I've ditched all those memos I never actioned, the requests I ignored, the appraisals I lied at. I've tidied away the budgets, the forecasts and the schedules - all that stuff I never understood anyway. I ruefully sorted through a folder full of ideas and reports that were all ignored by anyone I suggested them to...most of them have since been implemented anyway, but only when New Boss suggested them. I'm not bitter though. No.

I also came across a huge pile of personal paperwork that I had presumably kept at work in order to shred it. I finally sorted through it on Friday, and it was like looking into someone else's life. Except it was my life - how it used to be before I met the Other Half and things took a dramatic turn for the better. I found bank statements from the joint account I had with the Ex. Old mobile phone bills without the Other Half's number on them anywhere. The confirmation of the cancellation of the holiday that we were supposed to go on in November 2004, that had to be ditched when I came back from a work trip in the August and pulled the rug out from under the Ex's life by telling him I was leaving. The whole process was a weird little wander through how things used to be, and underlined just how much my life has changed since I started this job back in October 2002. Back then, I was married. I had pretty much accepted that this was as good as my life was going to get. I thought I was settled, but I now realise that I couldn't have been further from the truth. That whole part of my life seems distant to me, as if I watched it happen to someone else. In a way, that's exactly what I did.

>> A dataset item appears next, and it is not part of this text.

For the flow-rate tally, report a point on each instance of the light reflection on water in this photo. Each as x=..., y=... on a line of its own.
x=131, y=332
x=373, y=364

I start my new job on Monday of next week. I'm not the same person any more, and I couldn't be happier about it. I truly am more settled now than I have ever been. The Ex and I have remembered how it is to be friends with one another. Small Person is a joy, and the Other Half brings me more happiness and stability than I ever thought I would know. For once, it's all good.

In other news, ooh, aren't the nights starting to draw in?

* Isn't this just a nice way of saying "lazy bastard who can't be arsed to throw anything away, like that Mr Trebus off of A Life of Grime that I spent four hours watching on UKTV People today"? I mean, I haven't got a collection of rusty bedframes and old mopeds and carrier bags with poo in them or anything, but I am fucking rubbish at filing my paperwork or folding up clothes and putting them away. In which case, "compulsive hoarder" sounds a bit strong. Maybe....um....ooh! I know! I am a collector. Yes.